Of course analytical basketball fans enjoy the sport for more conventional reasons, too — aside from the most heady fans, people who follow basketball still care about whether their team wins. The same people who dabble in the world of high-brow NBA analysis also care about the sport in a stereotypical talk radio fashion.
And basketball remains very much about the players. One of the virtues of basketball is that since there are only ten players on the court at the same time, individual exploits matter an incredible amount. But this dynamic — in which one player can take over a game or series — actually enriches the quest for a totalizing understanding of the game. Understanding basketball isn’t only about dry math; one must take into account the players’ heroics (and their capacity to choke).
In fact the significance of individual players makes the process of understanding basketball more dynamic. Think of LeBron James, Kevin Durant or Steph Curry as giant paradigm smashers. Through their ferocious heroics, they defy the squirly math geniuses.

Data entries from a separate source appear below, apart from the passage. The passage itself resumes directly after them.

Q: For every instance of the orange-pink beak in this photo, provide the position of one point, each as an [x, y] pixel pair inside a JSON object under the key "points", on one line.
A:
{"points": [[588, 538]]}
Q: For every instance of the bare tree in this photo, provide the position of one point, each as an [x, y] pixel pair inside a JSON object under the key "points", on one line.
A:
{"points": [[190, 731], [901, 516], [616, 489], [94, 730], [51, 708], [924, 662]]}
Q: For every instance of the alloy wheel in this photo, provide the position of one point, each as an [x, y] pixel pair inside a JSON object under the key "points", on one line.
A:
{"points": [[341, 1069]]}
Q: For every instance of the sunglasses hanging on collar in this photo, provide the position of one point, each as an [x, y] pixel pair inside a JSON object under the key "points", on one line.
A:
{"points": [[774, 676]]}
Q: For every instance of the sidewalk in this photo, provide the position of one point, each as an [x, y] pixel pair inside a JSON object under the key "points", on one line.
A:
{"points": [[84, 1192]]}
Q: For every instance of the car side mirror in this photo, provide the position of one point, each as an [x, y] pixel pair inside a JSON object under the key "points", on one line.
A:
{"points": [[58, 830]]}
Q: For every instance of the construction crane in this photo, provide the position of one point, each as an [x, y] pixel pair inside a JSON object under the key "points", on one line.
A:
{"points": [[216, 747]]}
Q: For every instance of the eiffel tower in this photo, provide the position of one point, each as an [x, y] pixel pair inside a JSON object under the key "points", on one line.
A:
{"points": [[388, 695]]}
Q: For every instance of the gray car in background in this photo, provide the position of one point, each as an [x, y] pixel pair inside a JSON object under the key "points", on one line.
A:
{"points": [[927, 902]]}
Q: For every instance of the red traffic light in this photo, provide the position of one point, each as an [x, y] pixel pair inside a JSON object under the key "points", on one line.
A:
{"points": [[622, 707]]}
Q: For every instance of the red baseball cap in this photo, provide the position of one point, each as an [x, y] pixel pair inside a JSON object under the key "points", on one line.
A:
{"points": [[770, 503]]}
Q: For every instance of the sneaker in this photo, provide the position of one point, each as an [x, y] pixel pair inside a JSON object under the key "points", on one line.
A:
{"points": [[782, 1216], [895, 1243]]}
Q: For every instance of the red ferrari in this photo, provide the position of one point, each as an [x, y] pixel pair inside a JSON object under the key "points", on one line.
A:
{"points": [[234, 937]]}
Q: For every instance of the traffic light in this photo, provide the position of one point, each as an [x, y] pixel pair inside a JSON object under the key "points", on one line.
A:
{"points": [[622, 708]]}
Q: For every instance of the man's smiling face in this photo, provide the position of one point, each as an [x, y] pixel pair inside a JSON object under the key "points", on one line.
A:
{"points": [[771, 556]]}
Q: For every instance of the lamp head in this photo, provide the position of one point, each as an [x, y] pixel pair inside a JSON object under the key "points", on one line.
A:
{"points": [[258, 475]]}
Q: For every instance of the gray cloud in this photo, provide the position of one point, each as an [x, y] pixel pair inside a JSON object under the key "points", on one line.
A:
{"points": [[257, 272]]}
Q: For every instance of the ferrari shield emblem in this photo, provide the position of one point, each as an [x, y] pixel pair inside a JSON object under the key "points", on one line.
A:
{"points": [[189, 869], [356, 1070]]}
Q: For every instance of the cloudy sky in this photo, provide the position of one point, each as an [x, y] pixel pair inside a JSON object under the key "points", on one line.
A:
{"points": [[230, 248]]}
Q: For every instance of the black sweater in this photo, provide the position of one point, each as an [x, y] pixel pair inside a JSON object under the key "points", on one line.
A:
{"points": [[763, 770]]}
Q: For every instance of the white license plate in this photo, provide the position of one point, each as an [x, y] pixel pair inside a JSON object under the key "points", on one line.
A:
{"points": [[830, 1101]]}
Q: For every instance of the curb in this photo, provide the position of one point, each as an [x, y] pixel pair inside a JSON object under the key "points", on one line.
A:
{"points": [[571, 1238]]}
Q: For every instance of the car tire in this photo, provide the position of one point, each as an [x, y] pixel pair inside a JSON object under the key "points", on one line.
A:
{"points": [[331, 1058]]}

Understanding basketball also means understanding art — there is little that is more poetic than watching Steph Curry put a defender back on his heels with a dribbling foray — and understanding basketball also means understanding drama. After the defender stumbles, the crowd holds its breath to see whether Curry’s shot will go in.
Put it all together and analytical NBA fandom offers an escapism that is rich and immersive. Of course this is a universe that should be entered in moderation, but these days a little escapism is certainly warranted. Bring on the 2017-2018 NBA season.